Meet Amy Peeler
Amy Peeler is associate professor of New Testament at Wheaton College and Associate Rector at St. Mark’s Episcopal Church in Geneva, IL. Author of “You are My Son”: The Family of God in the Epistle to the Hebrews (T&T Clark, 2014) and co-author with Patrick Gray of Hebrews: An Introduction and Study Guide (T&T Clark, 2020). A study of the gender implications of the Incarnation entitled, Mother of God will be released with Eerdmans in Fall 2022, and her next major projects include a commentary on Hebrews and Mark. In addition to her passion for teaching Scripture, Peeler enjoys time with her family as well as running and CrossFit.

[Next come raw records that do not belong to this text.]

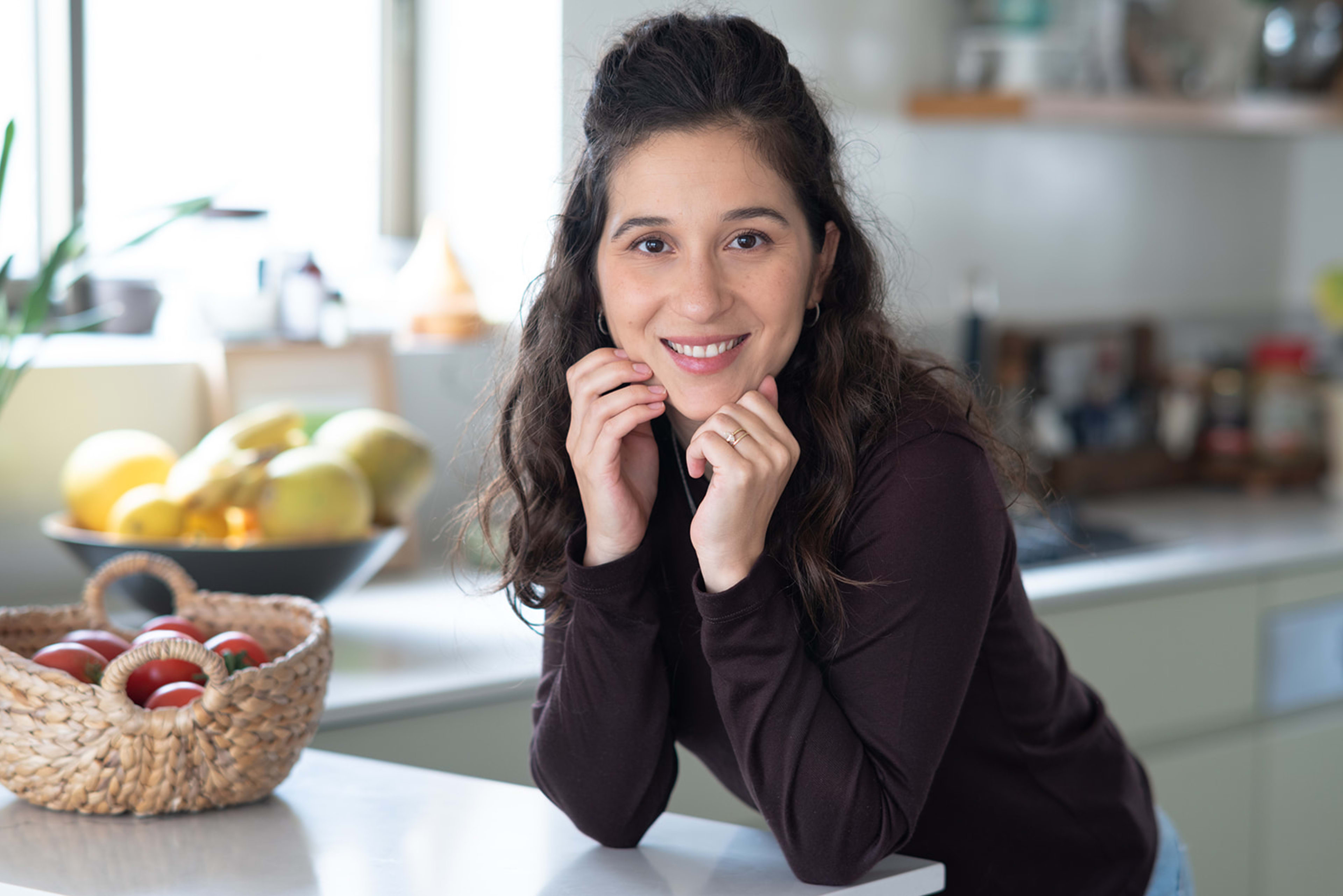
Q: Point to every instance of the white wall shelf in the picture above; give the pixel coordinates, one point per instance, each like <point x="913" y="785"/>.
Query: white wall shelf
<point x="1256" y="116"/>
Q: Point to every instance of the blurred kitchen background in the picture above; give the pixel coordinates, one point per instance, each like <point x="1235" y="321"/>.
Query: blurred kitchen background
<point x="1123" y="217"/>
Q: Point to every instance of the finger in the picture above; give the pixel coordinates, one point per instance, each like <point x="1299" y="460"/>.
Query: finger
<point x="591" y="362"/>
<point x="606" y="448"/>
<point x="769" y="416"/>
<point x="710" y="448"/>
<point x="756" y="444"/>
<point x="591" y="378"/>
<point x="607" y="377"/>
<point x="720" y="427"/>
<point x="612" y="405"/>
<point x="770" y="389"/>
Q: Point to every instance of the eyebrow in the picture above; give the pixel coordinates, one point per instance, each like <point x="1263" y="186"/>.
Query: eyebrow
<point x="737" y="214"/>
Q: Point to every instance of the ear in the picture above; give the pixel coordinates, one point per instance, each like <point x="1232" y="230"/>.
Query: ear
<point x="826" y="263"/>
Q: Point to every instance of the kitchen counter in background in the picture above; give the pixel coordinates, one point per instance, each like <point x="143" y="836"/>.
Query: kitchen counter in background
<point x="411" y="644"/>
<point x="347" y="825"/>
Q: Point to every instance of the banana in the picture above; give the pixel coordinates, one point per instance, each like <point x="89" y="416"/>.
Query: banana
<point x="262" y="428"/>
<point x="229" y="467"/>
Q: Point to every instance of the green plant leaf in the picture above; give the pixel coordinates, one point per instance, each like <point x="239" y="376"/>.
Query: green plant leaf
<point x="38" y="301"/>
<point x="5" y="153"/>
<point x="175" y="213"/>
<point x="84" y="320"/>
<point x="5" y="301"/>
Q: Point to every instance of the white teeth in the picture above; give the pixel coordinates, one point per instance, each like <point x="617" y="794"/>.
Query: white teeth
<point x="704" y="351"/>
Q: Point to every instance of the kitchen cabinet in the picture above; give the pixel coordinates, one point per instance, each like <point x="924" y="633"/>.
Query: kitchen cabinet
<point x="1170" y="664"/>
<point x="1303" y="805"/>
<point x="1208" y="788"/>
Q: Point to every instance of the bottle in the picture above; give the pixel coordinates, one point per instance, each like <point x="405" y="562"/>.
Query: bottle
<point x="334" y="327"/>
<point x="301" y="300"/>
<point x="1284" y="403"/>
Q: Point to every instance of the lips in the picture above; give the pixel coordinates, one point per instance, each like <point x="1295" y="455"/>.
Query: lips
<point x="694" y="354"/>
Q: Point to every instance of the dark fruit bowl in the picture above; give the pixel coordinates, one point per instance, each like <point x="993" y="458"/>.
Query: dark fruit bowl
<point x="315" y="572"/>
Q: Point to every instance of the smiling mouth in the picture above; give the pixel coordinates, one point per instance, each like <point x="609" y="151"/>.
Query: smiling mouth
<point x="712" y="350"/>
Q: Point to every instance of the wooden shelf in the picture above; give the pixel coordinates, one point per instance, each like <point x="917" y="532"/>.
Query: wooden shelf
<point x="1276" y="116"/>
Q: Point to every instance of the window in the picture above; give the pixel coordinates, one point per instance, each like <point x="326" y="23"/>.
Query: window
<point x="260" y="104"/>
<point x="19" y="217"/>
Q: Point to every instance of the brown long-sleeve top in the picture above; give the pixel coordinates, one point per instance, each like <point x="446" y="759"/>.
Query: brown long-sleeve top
<point x="947" y="726"/>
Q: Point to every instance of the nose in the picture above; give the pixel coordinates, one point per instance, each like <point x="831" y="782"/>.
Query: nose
<point x="700" y="293"/>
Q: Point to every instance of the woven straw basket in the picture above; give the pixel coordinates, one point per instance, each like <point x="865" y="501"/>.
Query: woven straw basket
<point x="73" y="746"/>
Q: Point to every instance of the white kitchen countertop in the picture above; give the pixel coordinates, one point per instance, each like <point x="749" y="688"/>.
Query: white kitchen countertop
<point x="413" y="644"/>
<point x="347" y="825"/>
<point x="1201" y="537"/>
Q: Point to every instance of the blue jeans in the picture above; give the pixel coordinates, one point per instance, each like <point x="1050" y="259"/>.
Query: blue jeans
<point x="1172" y="875"/>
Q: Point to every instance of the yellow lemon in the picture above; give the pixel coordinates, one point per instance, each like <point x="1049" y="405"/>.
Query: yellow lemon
<point x="147" y="512"/>
<point x="1329" y="298"/>
<point x="105" y="467"/>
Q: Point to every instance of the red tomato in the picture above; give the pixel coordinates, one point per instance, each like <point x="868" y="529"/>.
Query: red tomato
<point x="176" y="624"/>
<point x="160" y="635"/>
<point x="105" y="643"/>
<point x="156" y="674"/>
<point x="238" y="649"/>
<point x="178" y="694"/>
<point x="83" y="663"/>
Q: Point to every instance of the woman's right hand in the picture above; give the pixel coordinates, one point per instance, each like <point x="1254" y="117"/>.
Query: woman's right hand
<point x="613" y="451"/>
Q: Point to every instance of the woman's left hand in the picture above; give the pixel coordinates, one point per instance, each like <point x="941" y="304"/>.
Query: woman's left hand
<point x="730" y="529"/>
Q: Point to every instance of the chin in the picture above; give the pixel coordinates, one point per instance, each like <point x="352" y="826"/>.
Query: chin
<point x="704" y="403"/>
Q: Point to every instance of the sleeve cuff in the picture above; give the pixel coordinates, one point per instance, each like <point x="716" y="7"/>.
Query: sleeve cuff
<point x="766" y="582"/>
<point x="617" y="586"/>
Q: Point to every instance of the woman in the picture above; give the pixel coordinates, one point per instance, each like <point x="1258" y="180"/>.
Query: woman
<point x="761" y="529"/>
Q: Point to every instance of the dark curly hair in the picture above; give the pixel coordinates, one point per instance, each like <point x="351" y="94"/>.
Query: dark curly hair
<point x="685" y="73"/>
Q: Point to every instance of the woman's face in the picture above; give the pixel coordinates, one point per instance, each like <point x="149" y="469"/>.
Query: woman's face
<point x="705" y="266"/>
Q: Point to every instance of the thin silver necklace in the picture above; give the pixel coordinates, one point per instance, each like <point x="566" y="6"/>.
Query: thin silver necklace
<point x="680" y="468"/>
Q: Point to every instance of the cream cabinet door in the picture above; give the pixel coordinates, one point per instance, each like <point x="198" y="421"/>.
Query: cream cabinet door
<point x="1208" y="789"/>
<point x="1167" y="665"/>
<point x="1301" y="588"/>
<point x="1303" y="805"/>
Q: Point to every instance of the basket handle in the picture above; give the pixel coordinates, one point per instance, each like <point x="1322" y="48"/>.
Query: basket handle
<point x="183" y="586"/>
<point x="115" y="676"/>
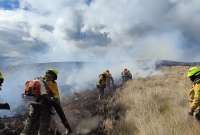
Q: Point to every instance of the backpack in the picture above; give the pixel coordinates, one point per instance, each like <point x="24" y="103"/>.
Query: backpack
<point x="32" y="88"/>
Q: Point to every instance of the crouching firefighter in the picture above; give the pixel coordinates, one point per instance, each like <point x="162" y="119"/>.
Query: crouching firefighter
<point x="105" y="80"/>
<point x="126" y="75"/>
<point x="44" y="96"/>
<point x="194" y="95"/>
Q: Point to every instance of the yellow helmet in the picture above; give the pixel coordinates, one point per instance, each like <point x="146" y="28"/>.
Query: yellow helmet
<point x="53" y="72"/>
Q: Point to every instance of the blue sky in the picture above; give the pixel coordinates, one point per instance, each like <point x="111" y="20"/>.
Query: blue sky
<point x="13" y="4"/>
<point x="9" y="4"/>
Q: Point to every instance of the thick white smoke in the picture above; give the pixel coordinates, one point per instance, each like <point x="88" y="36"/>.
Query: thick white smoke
<point x="76" y="30"/>
<point x="111" y="34"/>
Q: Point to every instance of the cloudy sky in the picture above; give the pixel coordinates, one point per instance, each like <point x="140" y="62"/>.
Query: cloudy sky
<point x="34" y="31"/>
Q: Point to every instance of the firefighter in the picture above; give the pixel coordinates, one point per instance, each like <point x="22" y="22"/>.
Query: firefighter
<point x="1" y="80"/>
<point x="109" y="80"/>
<point x="194" y="95"/>
<point x="105" y="80"/>
<point x="126" y="75"/>
<point x="39" y="112"/>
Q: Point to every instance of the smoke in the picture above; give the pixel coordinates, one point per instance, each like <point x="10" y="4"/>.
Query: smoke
<point x="89" y="30"/>
<point x="109" y="34"/>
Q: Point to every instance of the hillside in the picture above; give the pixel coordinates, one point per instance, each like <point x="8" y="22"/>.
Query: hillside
<point x="155" y="105"/>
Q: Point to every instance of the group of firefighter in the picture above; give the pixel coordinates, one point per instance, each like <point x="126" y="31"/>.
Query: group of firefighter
<point x="106" y="81"/>
<point x="43" y="99"/>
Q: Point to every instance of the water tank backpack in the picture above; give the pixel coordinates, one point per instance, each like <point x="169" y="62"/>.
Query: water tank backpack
<point x="32" y="88"/>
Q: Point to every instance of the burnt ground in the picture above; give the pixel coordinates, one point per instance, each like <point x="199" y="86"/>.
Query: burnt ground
<point x="84" y="111"/>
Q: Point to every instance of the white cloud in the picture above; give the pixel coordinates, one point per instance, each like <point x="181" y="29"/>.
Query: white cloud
<point x="72" y="30"/>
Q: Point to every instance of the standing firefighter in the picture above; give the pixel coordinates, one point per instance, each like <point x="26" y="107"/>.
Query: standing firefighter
<point x="3" y="105"/>
<point x="126" y="75"/>
<point x="45" y="95"/>
<point x="1" y="80"/>
<point x="109" y="80"/>
<point x="105" y="80"/>
<point x="194" y="75"/>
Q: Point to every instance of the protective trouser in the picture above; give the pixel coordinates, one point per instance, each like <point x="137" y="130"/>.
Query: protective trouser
<point x="38" y="121"/>
<point x="197" y="114"/>
<point x="101" y="92"/>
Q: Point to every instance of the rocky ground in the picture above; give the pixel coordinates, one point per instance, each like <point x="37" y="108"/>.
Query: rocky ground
<point x="84" y="112"/>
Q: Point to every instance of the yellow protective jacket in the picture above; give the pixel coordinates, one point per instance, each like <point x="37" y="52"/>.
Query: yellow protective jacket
<point x="195" y="97"/>
<point x="102" y="80"/>
<point x="53" y="89"/>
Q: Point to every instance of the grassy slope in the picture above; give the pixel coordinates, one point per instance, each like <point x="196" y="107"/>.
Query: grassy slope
<point x="155" y="105"/>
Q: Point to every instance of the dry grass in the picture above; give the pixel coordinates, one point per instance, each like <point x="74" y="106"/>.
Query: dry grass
<point x="155" y="105"/>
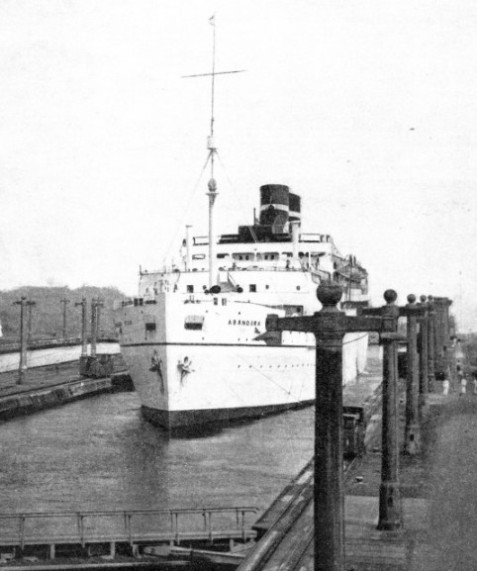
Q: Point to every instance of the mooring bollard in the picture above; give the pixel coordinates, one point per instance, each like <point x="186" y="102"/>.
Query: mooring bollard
<point x="442" y="336"/>
<point x="22" y="367"/>
<point x="423" y="355"/>
<point x="94" y="306"/>
<point x="30" y="305"/>
<point x="329" y="326"/>
<point x="431" y="327"/>
<point x="64" y="301"/>
<point x="390" y="501"/>
<point x="84" y="336"/>
<point x="412" y="437"/>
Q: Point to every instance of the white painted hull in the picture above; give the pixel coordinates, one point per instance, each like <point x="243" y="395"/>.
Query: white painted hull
<point x="227" y="381"/>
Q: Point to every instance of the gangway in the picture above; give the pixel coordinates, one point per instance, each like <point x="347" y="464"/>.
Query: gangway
<point x="52" y="532"/>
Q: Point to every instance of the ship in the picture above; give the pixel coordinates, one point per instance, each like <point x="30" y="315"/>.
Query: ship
<point x="194" y="338"/>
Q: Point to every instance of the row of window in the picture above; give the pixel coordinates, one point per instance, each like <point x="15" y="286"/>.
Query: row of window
<point x="258" y="256"/>
<point x="251" y="287"/>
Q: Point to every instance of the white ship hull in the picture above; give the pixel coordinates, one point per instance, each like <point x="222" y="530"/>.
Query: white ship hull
<point x="195" y="338"/>
<point x="226" y="378"/>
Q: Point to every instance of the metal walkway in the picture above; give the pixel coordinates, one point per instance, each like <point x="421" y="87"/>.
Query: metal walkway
<point x="134" y="528"/>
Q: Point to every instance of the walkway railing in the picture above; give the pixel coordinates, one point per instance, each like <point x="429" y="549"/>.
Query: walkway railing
<point x="132" y="527"/>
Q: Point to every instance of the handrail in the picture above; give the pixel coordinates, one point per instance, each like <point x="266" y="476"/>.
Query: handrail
<point x="84" y="529"/>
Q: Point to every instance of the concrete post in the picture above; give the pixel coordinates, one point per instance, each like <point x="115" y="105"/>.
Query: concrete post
<point x="30" y="305"/>
<point x="84" y="335"/>
<point x="329" y="327"/>
<point x="423" y="355"/>
<point x="431" y="344"/>
<point x="390" y="503"/>
<point x="64" y="301"/>
<point x="22" y="368"/>
<point x="94" y="331"/>
<point x="412" y="435"/>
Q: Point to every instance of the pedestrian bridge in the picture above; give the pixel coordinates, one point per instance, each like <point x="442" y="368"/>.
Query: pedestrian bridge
<point x="66" y="531"/>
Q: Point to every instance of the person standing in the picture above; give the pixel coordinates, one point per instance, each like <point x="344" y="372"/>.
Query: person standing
<point x="445" y="386"/>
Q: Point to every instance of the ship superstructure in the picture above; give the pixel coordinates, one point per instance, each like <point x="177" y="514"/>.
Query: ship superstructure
<point x="194" y="338"/>
<point x="199" y="353"/>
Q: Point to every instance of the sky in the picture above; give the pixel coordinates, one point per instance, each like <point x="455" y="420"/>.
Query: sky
<point x="367" y="110"/>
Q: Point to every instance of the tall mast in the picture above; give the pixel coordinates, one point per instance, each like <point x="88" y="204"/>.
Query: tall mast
<point x="212" y="184"/>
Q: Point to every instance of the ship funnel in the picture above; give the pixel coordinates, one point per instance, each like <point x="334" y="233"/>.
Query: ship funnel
<point x="274" y="207"/>
<point x="294" y="208"/>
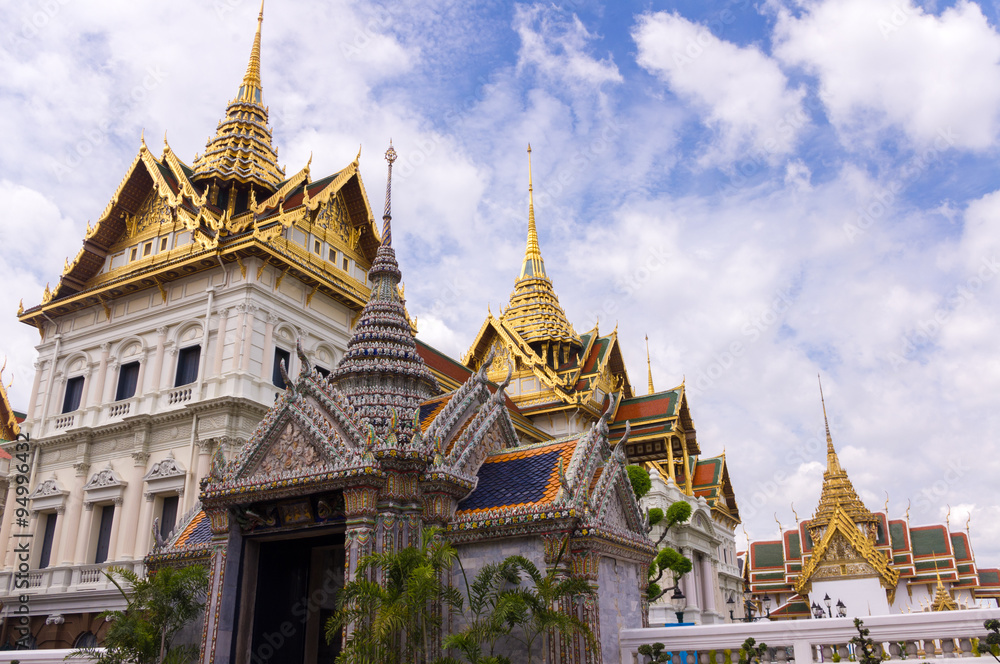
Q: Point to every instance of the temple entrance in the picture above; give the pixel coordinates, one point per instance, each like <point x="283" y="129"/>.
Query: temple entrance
<point x="293" y="585"/>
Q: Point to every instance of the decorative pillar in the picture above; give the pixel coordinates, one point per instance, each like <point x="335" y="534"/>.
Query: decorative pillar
<point x="144" y="534"/>
<point x="35" y="385"/>
<point x="102" y="373"/>
<point x="220" y="341"/>
<point x="248" y="322"/>
<point x="130" y="513"/>
<point x="116" y="526"/>
<point x="109" y="387"/>
<point x="66" y="553"/>
<point x="83" y="536"/>
<point x="707" y="585"/>
<point x="161" y="348"/>
<point x="58" y="536"/>
<point x="241" y="329"/>
<point x="8" y="522"/>
<point x="265" y="370"/>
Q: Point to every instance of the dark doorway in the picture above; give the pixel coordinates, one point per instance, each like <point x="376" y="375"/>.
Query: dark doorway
<point x="296" y="588"/>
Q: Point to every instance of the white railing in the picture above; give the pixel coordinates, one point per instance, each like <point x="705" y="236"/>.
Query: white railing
<point x="66" y="579"/>
<point x="42" y="656"/>
<point x="118" y="409"/>
<point x="180" y="395"/>
<point x="922" y="635"/>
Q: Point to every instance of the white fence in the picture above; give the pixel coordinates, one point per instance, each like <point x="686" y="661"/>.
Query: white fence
<point x="924" y="636"/>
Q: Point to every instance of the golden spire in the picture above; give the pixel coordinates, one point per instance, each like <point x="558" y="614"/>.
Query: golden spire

The First and Second Adam and Eve: Gender and Representative Humanity
The Pauline corpus makes weighty claims about Adam, affirming humanity’s value as the handiwork of God as well as facing its dismal corruption due to sin. This creational narrative culminates for Paul in Jesus the Messiah whom he often casts as the second Adam (Rom 5; 1 Cor 15). Jesus is, in the language of Gen 1, the image of God, the one who affirms that which is good in humanity and the one who releases them from that which has bound them. None doubt that Paul includes the women to whom he is writing in this reality. They too are mortal and, in Christ, will become immortal. Death has lost its sting for all. Yet, the male particularity of the protagonists, Adam and Jesus, raises questions about sexual difference. In this paper, I investigate the place of Eve in Paul’s recounting of the creation narrative as a comparison with the way in which women are included in the redemption brought by the second Adam, Jesus the Messiah.